"All day war meeting, huh?" asked a voice as Azula walked back to the wing of the palace hosting her family's bedrooms and their private parlors and offices.

"Who let you in?" Azula purred with a hint of mockery in her tone.

She was met by lips on her cheek, a greeting Azula learned was customary for romantic couples. Azula moved to kiss Ty Lee on the lips, but she stepped away.

"I am super bored. Mai was super bored too, but she's always super bored. Anyway, she had to go to some family thing or something so now I'm here alone and hi it's nice to see you," Ty Lee said rapidly and Azula could only nod slowly.

"I am very tired," Azula said softly, shutting the door of the parlor and walking to the sofa. She settled down, reclining in the same manner she sat upon thrones.

"So, what was the war meeting about?" Ty Lee asked lightly, batting her eyelashes. Azula simply crossed her legs with a smug smirk of superiority.

"Well, I think telling you could be considered treason," Azula purred and Ty Lee pouted her lips. "But, given the fact that you were instrumental in the fall of Ba Sing Se, I think I will make an exception. It isn't as if father can argue; I might as well have run that meeting."

Ty Lee moved towards Azula, hesitated about what to do, and then sat directly on her lap, facing her. The princess had a slight jolted expression in her eyes, but she managed to control it before she genuinely showed shock or discomfort.

Azula, with slight hesitation, set her hands on Ty Lee's hips.

"Alright, I'm listening really intently now," Ty Lee said, narrowing her eyes in an expression she thought made her look smarter. Azula suppressed her laughter and kept her eyes and lips icy.

"Well, now I'm slightly distracted," Azula said, one of her dark eyebrows raised. "There's the eclipse of course. Now that's boring. It isn't as if their invasion will do very well since we, well, defeated all of their armies."

"And without the Avatar," Ty Lee continued and Azula simply made a hmming sound. "What?
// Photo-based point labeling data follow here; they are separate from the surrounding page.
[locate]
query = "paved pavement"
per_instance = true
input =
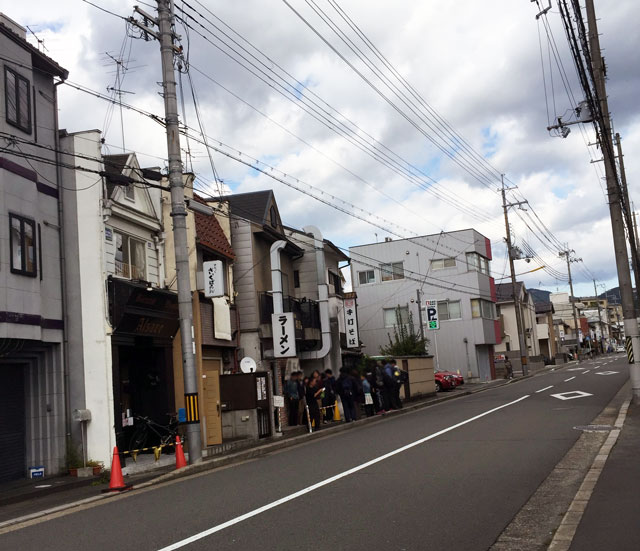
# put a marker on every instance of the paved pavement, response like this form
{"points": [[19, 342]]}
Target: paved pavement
{"points": [[451, 476]]}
What?"

"Nothing at all," Azula said with such honesty in her tone that Ty Lee believed her. She knew very well that the princess liked to mess with people, string them along and perpetually conceal information for what Ty Lee supposed was just fun. "Yes, without the Avatar, we're just going to hold out on that. And then when the comet comes, we're going to burn everything to the ground."

Ty Lee sank slightly, her body no longer tensed and pressed against Azula. "Burn... everything."

"Everything. And just start over. It's nice. It's kind of refreshing. You know that wildfires exist for a reason. They burn the forest so the old rot and trees will die and then the new seeds will sprout," Azula said softly and Ty Lee found it far too poetic. "And sometimes nature just needs a little push."

"And then what? After the war. I mean, once you burn everything to the ground it's not like there's a war anymore," Ty Lee said and Azula realized Ty Lee's concerned expression was not about the effects of razing the Earth Kingdom; she was asking about their... whatever this was. Relationship?

"You did say that after Sozin's Comet, we would be lovers."

"With two eventual children, yes. No promises," Azula breathed and Ty Lee poked her in the arm, but the reverberating sensation through her arm made her shriek. "You can't do that. That's an executable offense if there ever was one."

"I didn't even block your chi," Ty Lee whined and Azula realized she should do something about her overconfidence. It could only lead to trouble down the line. She should have never admitted that she wanted something more with Ty Lee, and now she had to face the repercussions of her actions.

"Alright, I'm sure there's nothing in the lawbooks about poking royalty in pressure points as a form of coercion, but I think we can assume that it's some form of treason," Azula said, but she was laughing very faintly.

She thought about, for a moment, how she spent her life being honed into a weapon. Azula was bred for the purpose of conquest. And people treated her as a deadly force. People treated her as they treated lightning. But Ty Lee seemed to... be like a real friend.

Together, Azula did not feel like a princess or her father's burning blue blade. She felt just like an ordinary teenage girl.

And that, Azula realized as Ty Lee pressed her lips against Azula's, was not terrible.

It was strangely relieving, in a way Azula would have never believed if someone told her three months ago.